Prime Minister Narendra Modi in an upcoming book says he had no differences with the idea of Aadhaar but had a problem with its inadequacies when in April 2014 he had dismissed the biometric ID system as a "political gimmick".
"For them (UPA 2), it was just another scheme. I had suggested many ideas but they simply didn't want to accept any suggestions from Narendra Modi," the Prime Minister is quoted as saying in "Aadhaar: A Biometric History of India's 12-Digit Revolution".
Authored by political-economy analyst Shankkar Aiyar, the 266-page book is being unveiled on Thursday (July 6), also the day on which then Finance Minister Pranab Mukherjee announced the creation of Aadhaar in 2009.
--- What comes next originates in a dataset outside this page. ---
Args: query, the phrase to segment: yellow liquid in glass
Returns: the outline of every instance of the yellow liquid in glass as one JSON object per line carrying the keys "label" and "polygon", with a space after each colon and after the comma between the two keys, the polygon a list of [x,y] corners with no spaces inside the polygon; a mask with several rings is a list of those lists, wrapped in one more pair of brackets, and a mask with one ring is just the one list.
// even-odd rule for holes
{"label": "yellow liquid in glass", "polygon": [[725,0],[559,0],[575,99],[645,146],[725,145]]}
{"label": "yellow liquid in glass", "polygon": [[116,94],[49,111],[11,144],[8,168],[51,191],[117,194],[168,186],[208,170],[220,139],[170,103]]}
President Pranab Mukherjee, sharing his insights on Aadhaar in the book, states, "I was not satisfied with merely letting it happen. I was determined to make it happen."
The publisher Westland said that Shankkar Aiyar has arranged a linear history on the ups, downs and turnarounds of Aadhaar under two governments with diametrically differing ideologies. He provides anecdotes of power games and turf wars to shore up or undermine the project, while also examining how the scope and application of Aadhaar has spread beyond what was originally envisaged.
Aiyar has also interviewed almost every technocrat and politician who were key to the project, including tech czar Nandan Nilekani, former Home Minister P. Chidambaram, former Finance Minister Yashwant Sinha, Congress Vice President Rahul Gandhi, then Prime Minister Manmohan Singh and current Prime Minister Narendra Modi.